Krisis Suriah ditangani pula oleh utusan khusus PBB, seorang diplomat asal Norwegia bernama Geir Pedersen. Ia ditunjuk oleh Sekjen PBB pada 8 Januari 2019. AS menunjuk pula Joel Rayburn sebagai utusan khususnya untuk Suriah sejak Juli 2018.
Krisis Libya ditangani langsung pula oleh PBB. Antonio Guterres menunjuk diplomat asal Slovakia, Jan Kubis, sebagai utusan khususnya di Libya sejak 18 Januari 2021.
PBB pun menangani krisis Gurun Sahara Barat yang meletus sejak pemerintah kolonial Spanyol meninggalkan wilayah itu pada 1975. Wilayah Gurun Sahara Barat kemudian diperebutkan oleh Maroko dan Gerakan Pembebasan Gurun Sahara Barat (Polisario).
Gencatan senjata antara Maroko dan Polisario dengan mediator PBB dicapai pada 1991. Sejak itu, PBB menunjuk utusan khusus untuk mencari solusi politik atas krisis Gurun Sahara Barat. Lembaga itu sejak 1 Desember 2017 menunjuk diplomat asal Kanada, Colin Stewart, sebagai utusan khusus baru di Gurun Sahara Barat.
Krisis Somalia yang meletus sejak tahun 1991 juga tidak lepas dari penanganan PBB. Sekjen PBB sejak 30 Mei 2019 telah menunjuk diplomat AS, James Swan, sebagai utusan khusus di Somalia.
Seorang pengamat Mesir di harian Mesir, Al Ahram, beberapa waktu lalu menyampaikan kemirisannya atas fenomena diplomat asing yang menjadi utusan khusus PBB untuk menangani berbagai krisis di dunia Arab. Padahal, banyak diplomat andal dari Arab sendiri. Seharusnya diplomat Arab lebih memahami persoalan di wilayah mereka karena faktor lebih menguasai bahasa, budaya, dan tradisi politiknya.
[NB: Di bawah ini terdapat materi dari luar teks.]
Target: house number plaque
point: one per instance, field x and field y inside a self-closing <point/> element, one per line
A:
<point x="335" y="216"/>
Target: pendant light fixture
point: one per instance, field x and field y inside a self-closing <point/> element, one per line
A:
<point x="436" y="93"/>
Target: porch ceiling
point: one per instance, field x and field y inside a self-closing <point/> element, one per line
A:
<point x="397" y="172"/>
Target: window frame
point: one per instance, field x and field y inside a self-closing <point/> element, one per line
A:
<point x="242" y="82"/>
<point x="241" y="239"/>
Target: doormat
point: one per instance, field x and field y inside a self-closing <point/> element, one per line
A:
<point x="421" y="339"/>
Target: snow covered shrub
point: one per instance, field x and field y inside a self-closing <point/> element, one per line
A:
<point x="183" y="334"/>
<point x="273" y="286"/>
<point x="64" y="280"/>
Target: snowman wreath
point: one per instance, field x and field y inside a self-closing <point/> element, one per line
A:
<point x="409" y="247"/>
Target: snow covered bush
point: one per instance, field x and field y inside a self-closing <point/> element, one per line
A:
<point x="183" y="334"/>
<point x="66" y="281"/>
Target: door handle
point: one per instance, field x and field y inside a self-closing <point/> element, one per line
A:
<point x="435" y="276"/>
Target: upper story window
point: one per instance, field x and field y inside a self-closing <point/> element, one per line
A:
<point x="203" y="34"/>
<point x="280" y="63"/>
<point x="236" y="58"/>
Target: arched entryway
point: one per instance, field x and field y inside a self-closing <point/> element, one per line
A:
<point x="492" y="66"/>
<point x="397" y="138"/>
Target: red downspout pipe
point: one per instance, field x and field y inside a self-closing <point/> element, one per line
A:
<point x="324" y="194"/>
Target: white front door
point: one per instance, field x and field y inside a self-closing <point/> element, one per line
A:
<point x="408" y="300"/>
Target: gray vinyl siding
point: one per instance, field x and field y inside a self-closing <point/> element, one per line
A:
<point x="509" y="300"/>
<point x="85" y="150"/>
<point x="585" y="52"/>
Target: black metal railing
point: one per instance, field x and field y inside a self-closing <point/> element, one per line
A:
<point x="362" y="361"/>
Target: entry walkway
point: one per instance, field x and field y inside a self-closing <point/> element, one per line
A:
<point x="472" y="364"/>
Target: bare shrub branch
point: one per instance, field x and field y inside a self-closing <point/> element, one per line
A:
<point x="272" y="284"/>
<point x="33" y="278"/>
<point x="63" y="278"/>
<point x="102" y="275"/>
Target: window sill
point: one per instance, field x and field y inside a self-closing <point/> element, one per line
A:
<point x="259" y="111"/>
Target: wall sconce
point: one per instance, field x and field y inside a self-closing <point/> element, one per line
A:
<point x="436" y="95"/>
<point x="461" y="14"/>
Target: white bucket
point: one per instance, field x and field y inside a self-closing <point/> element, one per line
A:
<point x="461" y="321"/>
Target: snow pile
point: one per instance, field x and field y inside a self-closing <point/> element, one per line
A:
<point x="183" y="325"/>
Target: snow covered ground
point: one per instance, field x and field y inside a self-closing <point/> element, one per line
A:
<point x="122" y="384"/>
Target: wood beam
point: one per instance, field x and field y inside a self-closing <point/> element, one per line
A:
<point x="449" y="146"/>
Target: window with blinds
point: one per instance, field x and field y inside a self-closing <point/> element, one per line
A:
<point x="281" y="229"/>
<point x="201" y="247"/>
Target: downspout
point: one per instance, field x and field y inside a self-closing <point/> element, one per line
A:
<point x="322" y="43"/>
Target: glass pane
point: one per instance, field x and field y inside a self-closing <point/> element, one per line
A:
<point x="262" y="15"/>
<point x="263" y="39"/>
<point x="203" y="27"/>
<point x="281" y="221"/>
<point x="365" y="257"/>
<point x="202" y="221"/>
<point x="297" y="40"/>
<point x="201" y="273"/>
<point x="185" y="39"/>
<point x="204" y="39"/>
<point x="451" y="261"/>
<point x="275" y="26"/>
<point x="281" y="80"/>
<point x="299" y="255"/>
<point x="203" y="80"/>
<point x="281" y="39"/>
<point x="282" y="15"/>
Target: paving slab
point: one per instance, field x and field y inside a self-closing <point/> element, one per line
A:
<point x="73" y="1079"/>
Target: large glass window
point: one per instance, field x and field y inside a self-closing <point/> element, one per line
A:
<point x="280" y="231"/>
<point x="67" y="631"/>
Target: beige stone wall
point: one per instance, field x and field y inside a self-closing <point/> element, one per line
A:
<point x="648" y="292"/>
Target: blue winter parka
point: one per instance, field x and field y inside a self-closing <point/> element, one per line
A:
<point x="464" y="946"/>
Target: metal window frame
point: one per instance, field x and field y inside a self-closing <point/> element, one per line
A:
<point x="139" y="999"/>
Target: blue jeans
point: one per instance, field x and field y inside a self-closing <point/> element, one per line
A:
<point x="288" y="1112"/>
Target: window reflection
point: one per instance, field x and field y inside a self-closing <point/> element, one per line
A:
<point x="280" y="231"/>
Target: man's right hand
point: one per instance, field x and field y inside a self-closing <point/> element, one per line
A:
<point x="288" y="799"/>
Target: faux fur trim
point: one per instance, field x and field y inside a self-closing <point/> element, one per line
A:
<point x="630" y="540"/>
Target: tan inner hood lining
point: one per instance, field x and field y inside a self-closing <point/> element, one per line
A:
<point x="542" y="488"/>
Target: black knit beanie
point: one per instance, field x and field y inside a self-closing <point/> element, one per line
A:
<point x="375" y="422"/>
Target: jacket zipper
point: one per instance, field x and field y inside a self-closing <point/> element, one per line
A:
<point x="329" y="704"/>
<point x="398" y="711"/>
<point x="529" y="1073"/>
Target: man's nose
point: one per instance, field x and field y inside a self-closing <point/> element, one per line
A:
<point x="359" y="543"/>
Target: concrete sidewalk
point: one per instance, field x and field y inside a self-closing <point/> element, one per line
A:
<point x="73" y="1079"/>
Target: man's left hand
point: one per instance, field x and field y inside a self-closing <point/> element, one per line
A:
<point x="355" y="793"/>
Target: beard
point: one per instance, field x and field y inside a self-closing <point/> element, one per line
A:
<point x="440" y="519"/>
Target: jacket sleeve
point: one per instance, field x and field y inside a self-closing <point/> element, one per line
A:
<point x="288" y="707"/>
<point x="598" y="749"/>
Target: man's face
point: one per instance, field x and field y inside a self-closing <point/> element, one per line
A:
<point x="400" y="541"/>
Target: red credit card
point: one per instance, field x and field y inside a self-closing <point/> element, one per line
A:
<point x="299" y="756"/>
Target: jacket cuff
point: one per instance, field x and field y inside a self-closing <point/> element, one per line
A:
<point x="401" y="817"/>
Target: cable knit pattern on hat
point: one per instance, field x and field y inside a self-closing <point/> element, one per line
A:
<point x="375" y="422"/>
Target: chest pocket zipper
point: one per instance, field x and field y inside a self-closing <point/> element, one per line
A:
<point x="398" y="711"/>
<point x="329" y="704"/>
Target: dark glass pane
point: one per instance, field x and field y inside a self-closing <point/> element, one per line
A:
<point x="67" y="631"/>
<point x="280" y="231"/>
Namun, yang terjadi justru sebaliknya. PBB cenderung lebih memilih diplomat asing untuk menangani krisis di dunia Arab. Hal itu bisa menunjukkan fenomena adanya kekurangpercayaan lembaga internasional itu terhadap para diplomat lokal untuk menangani krisis di dunia Arab.
PBB sempat menunjuk diplomat senior asal Aljazair, Lakhdar Brahimi, sebagai utusan khusus untuk Suriah periode 2012-2014 dan menunjuk diplomat asal Mauritania, Ismail Ould Cheikh Ahmed, sebagai utusan khusus untuk Yaman periode 2015-2018. Lembaga ini juga menunjuk diplomat asal Lebanon, Ghassan Salame, sebagai utusan khusus untuk Libya periode 2017-2020.
Namun, PBB kemudian mengganti lagi para diplomat Arab tersebut dengan diplomat asing sebagai utusan khusus di Libya, Yaman, dan Suriah. Maka, bisa disebut nasib masa depan krisis di dunia Arab berada di tangan asing.
Tidak sedikit pula negara Arab yang tidak mampu membentuk pemerintahannya sendiri tanpa restu dari negara lain. Lebanon, misalnya, untuk bisa membentuk pemerintahannya harus ada restu atau kompromi antara Iran, Suriah, Arab Saudi, dan Perancis.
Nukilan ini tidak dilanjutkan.